Une décision susceptible d’avoir un impact dissuasif sur la société civile en France et au-delà

Manifestation du Front contre l'islamophobie et pour l'égalité des droits pour tou·te·s, tenue à Paris le 21 mars 2021. © 2021 Alain Jocard/AFP via Getty Images

Le 24 septembre, la plus haute juridiction administrative de France, le Conseil d’État, a validé la dissolution, décidée en décembre 2020 par les autorités françaises, du Collectif contre l’islamophobie en France (CCIF), une importante association anti-discrimination. Cette décision du Conseil d’État nuit sérieusement à la réputation auto-proclamée du pays de champion des libertés d’expression et d'association.

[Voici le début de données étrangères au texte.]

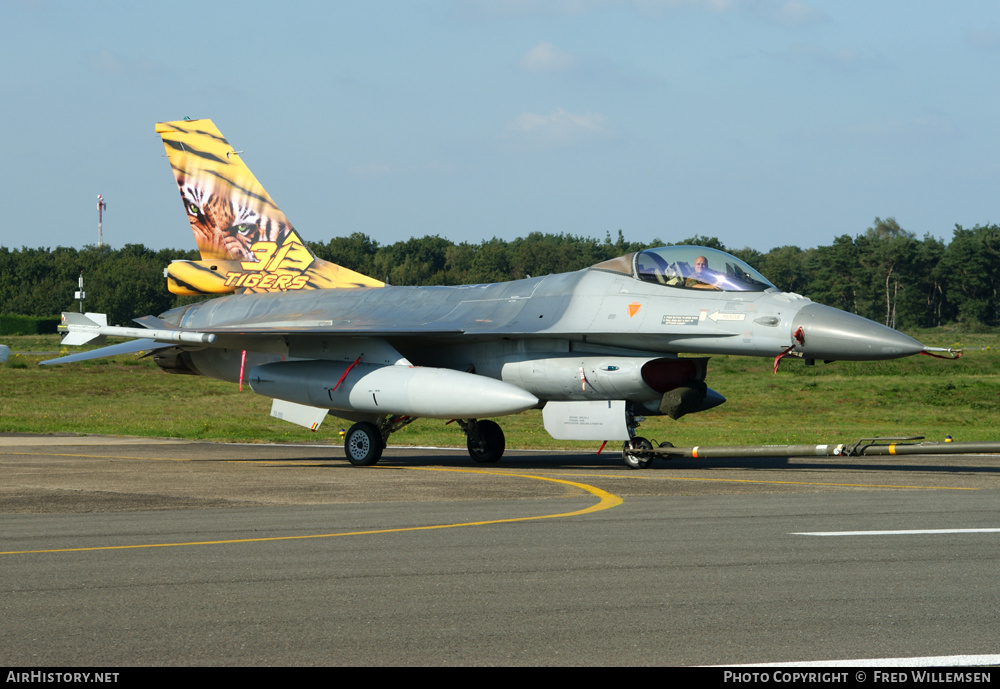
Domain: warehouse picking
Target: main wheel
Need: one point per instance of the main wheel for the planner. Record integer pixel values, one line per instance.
(486, 442)
(363, 444)
(632, 453)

Au cours des années, le CCIF a joué un rôle clé en fournissant un soutien juridique à des personnes confrontées à des discriminations envers les musulmans et en documentant l’impact discriminatoire à leur encontre des mesures antiterroristes prises par la France.

Dans son jugement, le Conseil d’État a affirmé que la dénonciation par le CCIF de l’hostilité de la France vis-à-vis des musulmans dans le cadre de sa lutte contre le terrorisme, ainsi que le fait que l’association se soit abstenue de « modérer » des commentaires antisémites et d’autres commentaires hostiles affichés par des tiers en réponse à des publications du CCIF sur les réseaux sociaux, constituaient des incitations à la discrimination, à la haine et à la violence, justifiant la décision de la dissoudre. Le Conseil a également accepté des allégations controversées selon lesquelles le CCIF entretenait des liens étroits avec des partisans de l’islamisme radical, notamment par l’intermédiaire de son ancien directeur exécutif.

Selon le droit international et européen en matière de droits humains, les États ne peuvent restreindre les droits aux libertés d'association, de religion et de conviction, et d’expression que lorsqu’une telle restriction repose sur une base légale, qu’elle est nécessaire et proportionnée. La dissolution d’une association indépendante devrait être une mesure de dernier ressort, à prendre dans les cas où elle prône une menace claire et imminente de violence ou a agi en grave violation de la loi. Le Conseil d’État a rejeté tous les autres arguments du gouvernement français selon lesquels le CCIF représentait une telle menace, mais a tout de même approuvé la décision de le dissoudre.

La dissolution du CCIF intervient dans le cadre d’une répression plus large de la part des autorités françaises en réponse à des attaques imputées à des extrémistes islamistes. Une loi controversée visant à « lutter contre le séparatisme et les atteintes à la citoyenneté [française] » a été adoptée en août dernier, suscitant des préoccupations de la part de Commission nationale consultative des droits de l’homme en France et de la Commission européenne.

La dissolution du CCIF et la décision du Conseil d’État de la semaine dernière sont susceptibles d’avoir un effet dissuasif sur les libertés d’expression et d'association des personnes qui travaillent dans le domaine de la non-discrimination en France et ailleurs en Europe. Fermer le CCIF affaiblit la crédibilité du pays en tant que champion des droits et offre un dangereux exemple à d’autres gouvernements prompts à recourir à des lois vaguement formulées afin de réduire leurs détracteurs au silence. Les autorités françaises devraient cesser d’imposer une censure aux organisations de la société civile et démontrer au contraire leur attachement aux libertés d’expression et d'association, ainsi que leur détermination à lutter contre les discriminations.